Disamoingi itu meningkatkan peran serta dan tanggung jawab individu,
keluarga dan atau masyarakat dalam upaya penataan permukiman kumuh sehingga dapat
terwujud permukiman yang layak huni. Serta meningkatkankualitas hidup individu,
keluarga dan masyarakat secara berkesinambungan dan terintegritas sesuai dengan
Rencana Tata Ruang Wilayah Daerah.
“Salah
satu bentuk penataan kawasan permukiman kumuh yang dilaksanakan oleh Pemprov
DKI Jakarta adalah melalui Kampung Deret,”kata Suhartono, saat memberikan
materinya dalam kegiatan Pembinaan RW Kumuh Tingkat Kota Jakarta Utara”, di
Ruang Fatahillah, Kantor Walikota Jakarta Utara, Jumat (13/09/2014).
Penataan kawasan
permukiman kumuh melalui program kampung deret, dijelaskan lagi oleh dia, dilaksanakan merupakan kegiatan perbaikan
rumah berikut Prasrana dan Sarana Umum ( PSU).

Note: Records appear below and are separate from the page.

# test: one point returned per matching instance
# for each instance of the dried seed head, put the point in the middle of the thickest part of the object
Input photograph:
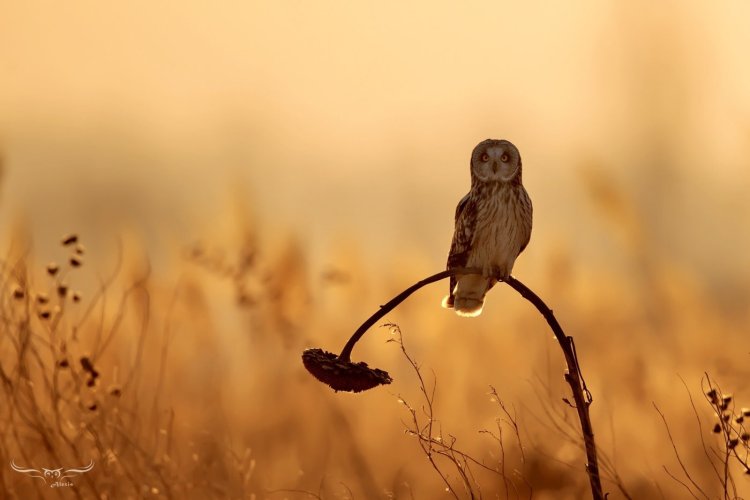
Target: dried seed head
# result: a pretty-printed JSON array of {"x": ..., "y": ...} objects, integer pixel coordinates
[
  {"x": 86, "y": 364},
  {"x": 52, "y": 269},
  {"x": 343, "y": 375},
  {"x": 70, "y": 239}
]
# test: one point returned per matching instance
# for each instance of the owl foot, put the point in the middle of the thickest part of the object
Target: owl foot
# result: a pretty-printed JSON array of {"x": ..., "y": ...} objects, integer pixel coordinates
[
  {"x": 448, "y": 302},
  {"x": 495, "y": 273},
  {"x": 468, "y": 306}
]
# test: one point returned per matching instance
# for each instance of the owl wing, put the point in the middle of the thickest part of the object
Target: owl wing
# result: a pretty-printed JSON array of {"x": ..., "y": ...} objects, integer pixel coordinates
[
  {"x": 463, "y": 236},
  {"x": 526, "y": 215}
]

Perbaikan rumah untuk Masyarakat
Berpenghasilan Rendah ( MBR) dianggarkan dengan pola bantuan sosial. Perbaikan
rumah untuk non MBR dilakukan dengan Corporate Social Responsibility (CSR).
Untuk menekan RW kumuh,
masih kata dia, masih ditemukan kendala diantaranya, adanya status lahan banyak yang illegal. Jumlah warga yang tidak
ber KTP DKI masih tinggi. Kurangnya partisipasi masyarakat, Serta kurangnya koordinasi
antar SKPD.
Untuk itu saya berharap
untuk menyelesaikan RW kumuh dalam hal ini memerlukan partisipasi masyarakat
yang tinggi. Program penataan kawasan kumuh dilaksanakan secara terpadu dan
bersama-sama oleh setipa SKPD terkait, dan pengelolaan lingkungan oleh
masyarakat secara berkelanjutan.
“Untuk tahun 2014 ini, program kampung deret di
Jakarta Utara dipastikan tidak akan terealisasi, karena mepetnya waktu
pengerjaan. Bahkan, Walikota Jakarta Utara, Heru Budi Hartono juga sudah
menyampaikan surat ke Sekretaris Daerah (Sekda) Provinsi DKI Jakarta untuk
menangguhkan proyek tersebut,”terang Suhartono.